Alzheimer technique showcases imaging progress
If Time magazine featured a "molecule of the year," one strong contender would be Pittsburgh compound B, a cleverly designed tracer that highlights a hallmark Alzheimer protein in a positron emission tomography (PET) brain scan.
According to a report in the February Archives of Neurology, preliminary data on Pittsburgh compound B look so promising that the molecule now serves as a model of progress toward imaging abnormal brain deposits linked to specific diseases.
Development of Pittsburgh compound B was supported through grants from the Alzheimer's Association, the National Institute on Aging and the National Institute of Mental Health.

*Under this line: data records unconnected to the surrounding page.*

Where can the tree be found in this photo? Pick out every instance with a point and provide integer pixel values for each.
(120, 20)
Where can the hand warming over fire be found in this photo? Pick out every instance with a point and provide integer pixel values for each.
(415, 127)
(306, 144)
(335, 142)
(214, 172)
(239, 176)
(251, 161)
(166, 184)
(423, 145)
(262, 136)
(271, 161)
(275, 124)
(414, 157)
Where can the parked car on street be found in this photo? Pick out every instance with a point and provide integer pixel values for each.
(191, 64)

"The ability to link sophisticated chemistry with modern imaging techniques holds great future promise, and watching Pittsburgh compound B move from the laboratory through animal studies and into its first human trials has been extremely heartening and inspiring," says William H. Thies, Ph.D., Alzheimer's Association vice president, medical and scientific affairs. "We've had an opportunity to follow a top research team through the whole scientific process from concept to clinic. We're proud to have supported this work and hope the news remains good as we move into larger human trials."
Beta-amyloid, the protein fragment highlighted by Pittsburgh compound B, is a prime suspect in Alzheimer-related brain cell damage and destruction. The fragment is clipped from a larger parent molecule and accumulates by stages into the amyloid plaques considered one hallmark of the Alzheimer brain.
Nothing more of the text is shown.